2018年9月6日に発生した胆振東部地震から丸5年を迎えるのを前に、最も大きな被害を受けた厚真町は2日、町総合福祉センターで追悼式を行った。遺族や来賓ら約260人が参列。犠牲者に哀悼の意をささげるとともに、一日も早い復興への決意を新たにした。
同地震で厚真町は震度7を観測し、山腹崩壊などで町民37人(災害関連死含む)が亡くなった。
冒頭の式辞で宮坂尚市朗町長は「犠牲になられた方々や艱難(かんなん)辛苦に耐えて導いてくださった先人の歩んできた道の先に、私たちが進むべき道があると信じている」とあいさつ。「これから先も新たな困難に直面するかと思うが、『誰一人として取り残さない』を基本理念とする胆振東部地震からの復旧・復興にまい進するとともに、『挑戦をあきらめない町』として未来創生と持続的発展に向けた歩みを町民一丸となって進めていく」と決意を述べた。

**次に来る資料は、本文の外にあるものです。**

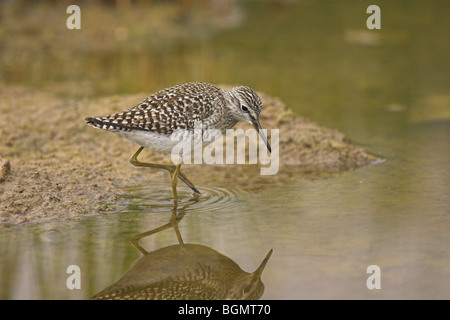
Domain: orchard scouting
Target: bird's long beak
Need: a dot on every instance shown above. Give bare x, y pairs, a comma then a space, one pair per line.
258, 128
260, 269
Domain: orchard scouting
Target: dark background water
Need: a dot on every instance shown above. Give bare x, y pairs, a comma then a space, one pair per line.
386, 89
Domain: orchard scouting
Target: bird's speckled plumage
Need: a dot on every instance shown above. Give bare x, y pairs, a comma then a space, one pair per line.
152, 121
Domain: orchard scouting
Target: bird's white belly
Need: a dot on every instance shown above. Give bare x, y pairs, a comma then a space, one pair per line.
165, 143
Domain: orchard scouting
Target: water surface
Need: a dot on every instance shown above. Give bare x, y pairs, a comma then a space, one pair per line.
386, 89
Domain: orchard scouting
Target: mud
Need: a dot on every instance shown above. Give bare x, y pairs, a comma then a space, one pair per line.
62, 169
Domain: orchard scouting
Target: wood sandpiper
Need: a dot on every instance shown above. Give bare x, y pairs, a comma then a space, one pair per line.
151, 123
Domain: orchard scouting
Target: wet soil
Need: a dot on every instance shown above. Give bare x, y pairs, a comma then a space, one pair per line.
54, 166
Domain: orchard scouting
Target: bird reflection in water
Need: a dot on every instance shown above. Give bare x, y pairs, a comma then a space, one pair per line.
184, 271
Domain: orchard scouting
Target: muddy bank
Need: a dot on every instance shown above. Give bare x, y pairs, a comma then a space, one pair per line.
62, 169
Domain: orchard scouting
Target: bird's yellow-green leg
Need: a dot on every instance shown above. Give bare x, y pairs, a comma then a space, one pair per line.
135, 162
175, 182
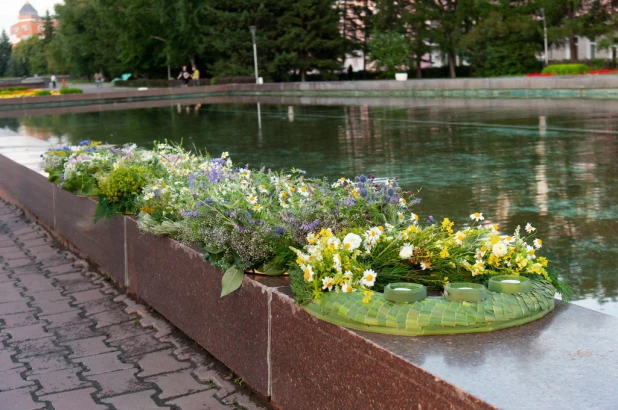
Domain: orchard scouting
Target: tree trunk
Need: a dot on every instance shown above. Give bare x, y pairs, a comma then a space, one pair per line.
419, 70
451, 65
573, 47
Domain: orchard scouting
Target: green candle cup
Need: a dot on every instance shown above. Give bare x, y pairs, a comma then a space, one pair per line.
465, 292
510, 284
405, 292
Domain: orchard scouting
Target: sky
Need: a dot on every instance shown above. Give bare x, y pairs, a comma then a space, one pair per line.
9, 10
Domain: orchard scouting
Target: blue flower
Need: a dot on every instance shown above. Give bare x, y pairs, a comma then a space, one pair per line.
191, 179
190, 214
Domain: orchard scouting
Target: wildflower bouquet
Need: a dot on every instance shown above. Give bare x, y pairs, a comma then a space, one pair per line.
347, 236
433, 255
74, 167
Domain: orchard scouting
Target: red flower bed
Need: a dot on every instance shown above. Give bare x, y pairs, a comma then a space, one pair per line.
604, 71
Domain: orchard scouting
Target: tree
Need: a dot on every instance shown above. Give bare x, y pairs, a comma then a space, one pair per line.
311, 37
48, 29
505, 42
450, 20
5, 53
356, 24
390, 50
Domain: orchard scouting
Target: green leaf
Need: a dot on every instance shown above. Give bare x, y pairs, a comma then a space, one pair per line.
272, 268
212, 250
231, 280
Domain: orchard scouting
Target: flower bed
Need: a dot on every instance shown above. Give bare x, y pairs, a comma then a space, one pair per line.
19, 92
341, 242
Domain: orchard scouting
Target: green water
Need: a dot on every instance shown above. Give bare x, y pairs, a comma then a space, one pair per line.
465, 156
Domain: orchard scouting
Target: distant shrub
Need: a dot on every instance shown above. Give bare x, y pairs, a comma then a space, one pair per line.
71, 91
566, 69
233, 80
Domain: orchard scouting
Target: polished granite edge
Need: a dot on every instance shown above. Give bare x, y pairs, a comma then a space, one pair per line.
568, 359
577, 87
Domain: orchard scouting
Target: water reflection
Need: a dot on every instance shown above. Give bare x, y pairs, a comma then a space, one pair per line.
466, 157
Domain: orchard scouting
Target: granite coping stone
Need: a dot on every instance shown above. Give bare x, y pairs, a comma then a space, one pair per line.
567, 359
521, 84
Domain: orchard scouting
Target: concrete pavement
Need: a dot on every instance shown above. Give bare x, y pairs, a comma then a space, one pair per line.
70, 340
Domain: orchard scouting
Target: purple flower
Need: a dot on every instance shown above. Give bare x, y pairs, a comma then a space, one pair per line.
190, 214
191, 179
310, 226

来賓の鈴木直道知事は「厚真町をはじめ、被災地が一日も早い復興を成し遂げ、住み慣れたまちで暮らしていけるように不安や課題の解決、地域に寄り添った取り組みを進めるとともに、記憶を風化させず未来へつなげていく」と追悼の言葉を述べた。
遺族を代表した畑島武夫さん(61)は「大切なものを失ってようやく伝え、備えることの大切さを学んだ。災害はいつか必ず起きることを後生に伝え、備えを怠ってはいけない」と語気を強め、「皆さんが愛し、大切にしてきたふるさと厚真を取り戻し、犠牲になられた皆さまの思いを含め、災害の記憶と教訓、日ごろの備えの大切さを風化させることなく、後生に継承することを約束する」と誓った。
町内で最も多い19人の犠牲者を出した吉野地区では6日まで、自由に献花できる献花台を設置している。